David Grimal plays Bach’s Sonatas and Partitas for solo violin
French violinist David Grimal plays the complete set of Bach’s six Sonatas and Partitas for solo violin (BMV 1001-06) on a new recording from ambroisie. Grimal’s performances of these iconic works by Bach are coupled with composer Brice Pauset’s 2009 Kontrapartita. Pauset, born in Besançon , France in 1965, is cited by Grimal as a key influence in his understanding of Bach’s music.

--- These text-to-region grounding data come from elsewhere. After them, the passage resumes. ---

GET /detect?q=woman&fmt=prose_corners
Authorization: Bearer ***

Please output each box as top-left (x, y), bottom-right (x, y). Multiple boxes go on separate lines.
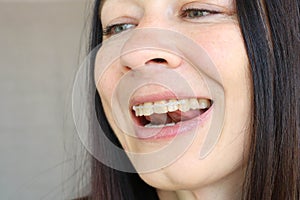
top-left (78, 0), bottom-right (299, 199)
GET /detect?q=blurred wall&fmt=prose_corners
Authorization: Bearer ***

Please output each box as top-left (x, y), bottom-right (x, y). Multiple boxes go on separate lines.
top-left (0, 1), bottom-right (91, 199)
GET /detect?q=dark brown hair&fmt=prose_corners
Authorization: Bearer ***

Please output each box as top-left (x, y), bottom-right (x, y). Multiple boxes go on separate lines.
top-left (83, 0), bottom-right (300, 199)
top-left (237, 0), bottom-right (299, 199)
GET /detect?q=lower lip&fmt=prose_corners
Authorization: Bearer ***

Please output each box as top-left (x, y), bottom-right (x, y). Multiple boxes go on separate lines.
top-left (132, 106), bottom-right (213, 140)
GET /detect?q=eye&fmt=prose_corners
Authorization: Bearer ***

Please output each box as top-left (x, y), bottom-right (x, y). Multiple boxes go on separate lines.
top-left (180, 8), bottom-right (219, 19)
top-left (103, 23), bottom-right (136, 36)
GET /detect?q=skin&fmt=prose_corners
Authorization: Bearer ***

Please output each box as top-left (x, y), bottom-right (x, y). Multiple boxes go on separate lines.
top-left (96, 0), bottom-right (251, 199)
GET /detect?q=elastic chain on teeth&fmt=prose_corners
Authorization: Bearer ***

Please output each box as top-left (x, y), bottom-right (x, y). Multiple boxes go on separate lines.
top-left (133, 98), bottom-right (211, 117)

Grimal speaks at length in the album’s liner notes about his special preparation for this recording – a journey to what he calls “Bach’s magic mountain”, which included his intensive work studying and performing Beethoven’s String Quartets, an earlier live recording he made of Bach’s complete Sonatas and Partitas, and a Bach tour he made across India. Grimal also provides details of his particular approach to tuning and other technical matters: “What I really needed was a different violin, set up in a Baroque way. But there was no question of exchanging my Stradivarius for another violin! This recording, therefore, is a transcription of Bach’s sonatas and partitas, played on a 1710 Stradivarius with a modern setup, metal strings, and a Francois-Xavier Tourte bow made in the early 19th century.”

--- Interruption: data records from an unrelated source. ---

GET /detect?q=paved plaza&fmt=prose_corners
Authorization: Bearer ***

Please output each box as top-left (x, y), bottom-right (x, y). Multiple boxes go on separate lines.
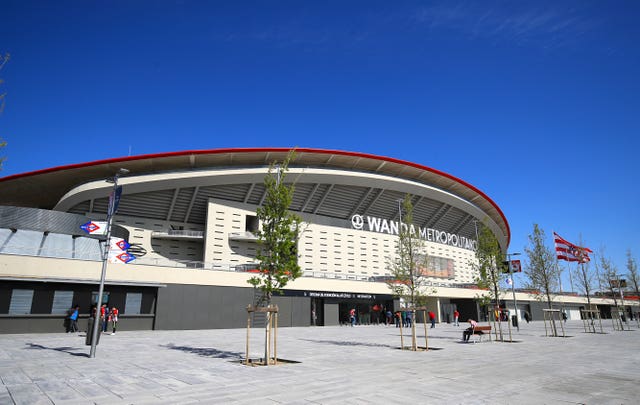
top-left (0, 320), bottom-right (638, 404)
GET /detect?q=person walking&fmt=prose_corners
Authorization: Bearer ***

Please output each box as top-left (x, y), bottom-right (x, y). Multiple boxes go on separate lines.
top-left (453, 310), bottom-right (460, 326)
top-left (429, 311), bottom-right (436, 328)
top-left (349, 307), bottom-right (356, 327)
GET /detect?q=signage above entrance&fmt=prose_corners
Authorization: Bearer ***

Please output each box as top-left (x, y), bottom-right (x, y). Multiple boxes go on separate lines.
top-left (350, 214), bottom-right (477, 251)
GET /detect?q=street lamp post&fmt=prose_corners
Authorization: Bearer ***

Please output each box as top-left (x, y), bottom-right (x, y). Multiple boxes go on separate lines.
top-left (89, 169), bottom-right (128, 358)
top-left (617, 274), bottom-right (626, 326)
top-left (507, 252), bottom-right (521, 331)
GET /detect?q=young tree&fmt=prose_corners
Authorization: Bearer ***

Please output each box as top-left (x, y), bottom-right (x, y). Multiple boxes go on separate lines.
top-left (626, 249), bottom-right (639, 297)
top-left (523, 224), bottom-right (559, 310)
top-left (474, 221), bottom-right (505, 339)
top-left (572, 236), bottom-right (596, 308)
top-left (247, 150), bottom-right (302, 365)
top-left (594, 249), bottom-right (627, 328)
top-left (594, 249), bottom-right (620, 306)
top-left (386, 194), bottom-right (431, 350)
top-left (248, 150), bottom-right (302, 305)
top-left (573, 260), bottom-right (596, 308)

In addition to the two CDs, Grimal’s new recording also includes a DVD, featuring a film by Frédéric Delesque in which Grimal performs the complete Partita No. 2 in D minor. This five-movement partita concludes with the famous “Chaconne”, a monumental movement lasting close to 15 minutes that represents, for some, the summit of the solo literature for violin.
Bach composed his six Sonatas and Partitas for solo violin while in Köthen in 1720, at around the time he wrote such other works as the Brandenburg Concertos and solo cello suites. The Sonatas each consist of four movements in a slow-fast-slow-fast pattern; the Partitas are suites of dance movements.
Grimal concludes his contribution to the liner notes with this poetic view of Bach’s music: “Although ‘Bach cries out’, he made his peace with the world through music. He used it to describe the world, and his ‘string theory’ resolved the ontological gap between the infinitely small and infinitely large; he speaks to us of the timeless moment of the eternal beginning. God, mankind, nature, simplicity rather than complexity, and life above all. It is the contour of the world under the shining stars.”
David Grimal was born in 1973 in Paris and started to play the violin at the age of five. He won the First Prize in violin and chamber music at the Paris Conservatory in 1993. Afterwards he did postgraduate studies with Regis Pasquier, as well as with such personalities as Philipp Hirschhorn (to whom his new Bach recording is dedicated), Shlomo Mintz, and Isaac Stern.